John se miró en el espejo una última vez antes de salir de casa. Se pasó la mano por la barbilla para comprobar que no pinchaba y enseñó los dientes como un caballo en una feria de ganado: todo en orden. No había manchas de dentífrico ni de espuma de afeitar, ningún mechón de pelo rebelde, mejillas aceptablemente suaves, ropa limpia. Ningún impedimento para su cita. Suspiró y se metió las manos en los bolsillos del anorak. Adelante, entonces, pensó.
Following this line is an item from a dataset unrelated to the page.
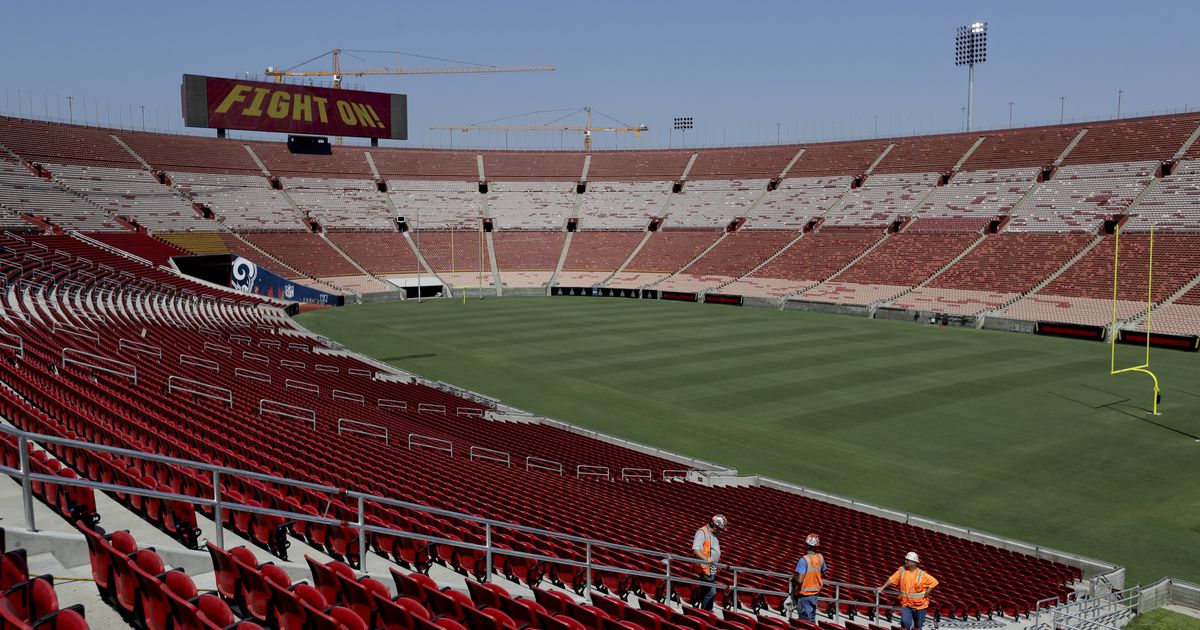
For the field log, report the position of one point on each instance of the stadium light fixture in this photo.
(971, 48)
(682, 124)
Sacó las llaves del bolsillo para cerrar la puerta al salir, plenamente consciente del otro objeto en su bolsillo. Bajó las escaleras, silbando distraído, pero su mente seguía centrada en la tarjeta que llevaba en el bolsillo derecho. La acarició con el dedo, sonriendo, pero en cuanto llegó a la calle se puso serio y se obligó a pensar en ello.

Bien, Jonn, se dijo, mientras caminaba hacia Sainsbury's. Sabes que esa tarjeta no es de Susan. Esa letra picuda no puede ser suya; estoy seguro de que Susan tiene una letra pequeña y redondita. Puede que incluso coloque circulitos encima de las "ies" en vez de puntos. Definitivamente no es su letra. Además, ¿por qué iba Susan a enviarte una tarjeta de San Valentín, si ya tenéis una cita esta noche? Te la daría en persona, ¿no? Bueno, quizá no. De todas formas... John interrumpió su monólogo interior al casi ser atropellado por una moto. Maldijo en voz baja y trató de ser más consciente del tráfico. De todas formas, continuó, ¿qué clase de persona envía una tarjeta de San Valentín hoy en día? No recibía una desde la Secundaria. Es... infantil, inocente... Emocionante. Sexy, incluso.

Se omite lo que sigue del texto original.